Wednesday, August 12, 2015
Exhibit Hall, Baltimore Convention Center
Benjamin J Ahlswede, Forest Resources and Environmental Conservation, Virginia Tech, Blacksburg, VA
R. Quinn Thomas, Forest Resources and Environmental Conservation, Virginia Tech, Blacksburg, VA

Forests influence local climate through biophysical processes such as albedo and evapotranspiration. It is well established that boreal forests have a warming effect by reducing albedo and tropical forests have a cooling effect by increasing evapotranspiration. However the influence of temperate forests on climate is less certain.  Previous model experiments have shown the average effect of temperate forests as a whole to be a weak warming effect. However, some non-model studies that examine these effects at the sub-biome level show a latitudinal gradient of effects presumably due to differences in climate while other studies show variation in biophysical effects due to forest type that is independent of climate.

Using the Community Earth System Model, we explore spatial variation in the direction and magnitude of the climate response to changing forest cover in temperate regions. To examine the sensitivity of climate to the forest-type we ran simulations using three land-cover compositions:  100% needle-leaf evergreen trees, 100% broad-leaf deciduous trees and 100% grass cover. To understand the effect of latitude, we then separated grid cells into 12 clusters based on pre-land-use change precipitation and temperature and repeated the land-cover composition simulations for each cluster independently.

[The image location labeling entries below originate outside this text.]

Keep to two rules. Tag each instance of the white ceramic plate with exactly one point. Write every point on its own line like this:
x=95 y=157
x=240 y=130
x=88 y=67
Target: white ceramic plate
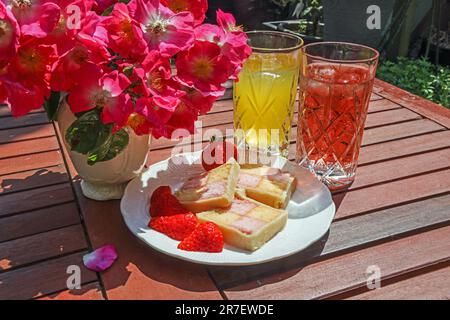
x=311 y=211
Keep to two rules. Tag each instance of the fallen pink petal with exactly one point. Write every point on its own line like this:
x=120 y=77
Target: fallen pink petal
x=100 y=259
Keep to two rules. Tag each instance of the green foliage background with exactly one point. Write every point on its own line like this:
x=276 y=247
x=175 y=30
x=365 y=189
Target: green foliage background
x=418 y=76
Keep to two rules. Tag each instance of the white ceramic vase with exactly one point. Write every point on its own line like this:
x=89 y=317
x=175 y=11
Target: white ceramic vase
x=106 y=180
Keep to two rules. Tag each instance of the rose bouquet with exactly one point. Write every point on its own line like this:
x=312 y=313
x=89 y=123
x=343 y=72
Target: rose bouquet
x=149 y=66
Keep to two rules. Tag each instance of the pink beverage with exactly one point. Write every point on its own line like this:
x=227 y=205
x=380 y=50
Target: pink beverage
x=333 y=108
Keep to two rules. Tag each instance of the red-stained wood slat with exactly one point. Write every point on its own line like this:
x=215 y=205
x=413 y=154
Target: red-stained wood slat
x=404 y=147
x=318 y=280
x=26 y=133
x=43 y=278
x=140 y=272
x=401 y=168
x=383 y=105
x=348 y=235
x=393 y=193
x=27 y=120
x=28 y=147
x=90 y=291
x=35 y=199
x=33 y=179
x=42 y=246
x=5 y=112
x=39 y=221
x=429 y=286
x=30 y=162
x=390 y=117
x=399 y=131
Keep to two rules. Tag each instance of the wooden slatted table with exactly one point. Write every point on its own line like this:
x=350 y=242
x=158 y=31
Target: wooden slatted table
x=396 y=216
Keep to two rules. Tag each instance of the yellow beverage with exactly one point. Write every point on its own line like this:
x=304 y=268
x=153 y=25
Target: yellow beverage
x=264 y=101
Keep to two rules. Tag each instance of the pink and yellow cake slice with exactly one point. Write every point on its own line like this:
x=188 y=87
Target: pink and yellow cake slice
x=210 y=190
x=246 y=224
x=270 y=186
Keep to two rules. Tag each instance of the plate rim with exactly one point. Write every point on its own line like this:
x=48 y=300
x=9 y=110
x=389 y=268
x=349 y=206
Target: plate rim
x=331 y=207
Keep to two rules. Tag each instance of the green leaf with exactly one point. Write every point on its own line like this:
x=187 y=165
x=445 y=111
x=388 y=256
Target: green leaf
x=51 y=105
x=87 y=132
x=88 y=135
x=114 y=145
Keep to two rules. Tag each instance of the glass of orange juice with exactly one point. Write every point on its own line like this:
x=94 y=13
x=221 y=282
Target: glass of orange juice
x=265 y=95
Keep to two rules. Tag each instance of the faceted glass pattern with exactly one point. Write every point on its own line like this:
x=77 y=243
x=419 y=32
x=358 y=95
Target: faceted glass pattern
x=334 y=98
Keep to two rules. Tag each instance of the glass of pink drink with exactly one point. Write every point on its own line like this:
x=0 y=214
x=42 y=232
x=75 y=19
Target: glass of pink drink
x=336 y=83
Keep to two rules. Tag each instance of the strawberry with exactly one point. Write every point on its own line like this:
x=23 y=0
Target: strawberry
x=177 y=227
x=164 y=203
x=207 y=237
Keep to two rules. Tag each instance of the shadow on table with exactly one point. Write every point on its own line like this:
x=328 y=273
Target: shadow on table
x=143 y=273
x=34 y=179
x=245 y=277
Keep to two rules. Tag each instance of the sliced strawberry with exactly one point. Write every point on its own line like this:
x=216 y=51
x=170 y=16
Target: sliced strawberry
x=164 y=203
x=207 y=237
x=177 y=227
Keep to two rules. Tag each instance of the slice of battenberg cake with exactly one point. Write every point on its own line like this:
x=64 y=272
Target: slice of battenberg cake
x=210 y=190
x=270 y=186
x=247 y=224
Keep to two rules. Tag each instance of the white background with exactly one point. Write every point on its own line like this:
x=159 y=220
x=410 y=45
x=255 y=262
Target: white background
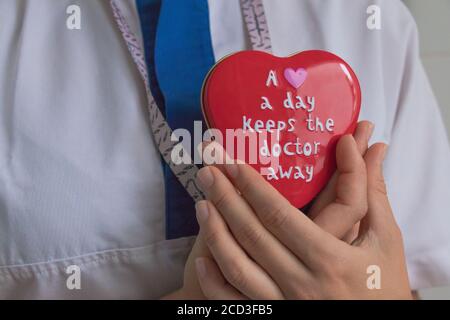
x=433 y=19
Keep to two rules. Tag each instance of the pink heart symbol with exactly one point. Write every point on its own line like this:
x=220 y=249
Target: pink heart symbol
x=295 y=77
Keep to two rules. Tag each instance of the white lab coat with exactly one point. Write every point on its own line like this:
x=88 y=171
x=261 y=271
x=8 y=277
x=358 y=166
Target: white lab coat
x=80 y=177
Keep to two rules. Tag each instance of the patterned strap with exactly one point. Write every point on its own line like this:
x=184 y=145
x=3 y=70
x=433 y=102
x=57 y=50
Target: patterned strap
x=253 y=12
x=256 y=22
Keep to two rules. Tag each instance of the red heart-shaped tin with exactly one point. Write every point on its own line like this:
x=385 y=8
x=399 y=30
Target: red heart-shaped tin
x=308 y=100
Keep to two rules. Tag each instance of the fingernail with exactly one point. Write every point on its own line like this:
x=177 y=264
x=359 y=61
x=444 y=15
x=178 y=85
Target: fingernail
x=202 y=211
x=205 y=178
x=382 y=154
x=201 y=267
x=232 y=170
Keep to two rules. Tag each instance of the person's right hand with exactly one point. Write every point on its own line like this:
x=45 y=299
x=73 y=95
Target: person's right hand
x=191 y=288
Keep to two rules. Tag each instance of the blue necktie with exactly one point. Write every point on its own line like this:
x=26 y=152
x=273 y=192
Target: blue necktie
x=179 y=53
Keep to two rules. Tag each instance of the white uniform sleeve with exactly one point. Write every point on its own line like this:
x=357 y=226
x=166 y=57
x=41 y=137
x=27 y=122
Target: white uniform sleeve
x=417 y=170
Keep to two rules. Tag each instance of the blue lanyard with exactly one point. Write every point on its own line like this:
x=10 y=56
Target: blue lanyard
x=179 y=54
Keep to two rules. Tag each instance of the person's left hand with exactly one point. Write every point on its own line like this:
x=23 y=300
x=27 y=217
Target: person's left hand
x=263 y=248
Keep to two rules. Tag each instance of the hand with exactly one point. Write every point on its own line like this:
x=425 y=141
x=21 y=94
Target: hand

Overall, we found that broad-leaf deciduous trees offer the least local warming effects on climate and, given equal carbon uptake, would be more beneficial for climate protection. However, we did find a gradient in the strength of the biophysical effects due to background climate and albedo differences.  In the southeastern United States, broad-leaf deciduous trees provide a local cooling effect. This regional effect may be even more obvious when land-use changes take place at the regional level.

In North America, needle-leaf evergreen trees are on average warmer than corresponding grassland/cropland throughout the year, but this difference is smallest in the late fall. In addition, the annul average of broad-leaf trees is warmer than grassland/cropland. However, in late summer to early autumn, broad-leaf trees are on average cooler than grasslands.  Our results help better understand how land-cover change in the temperate region.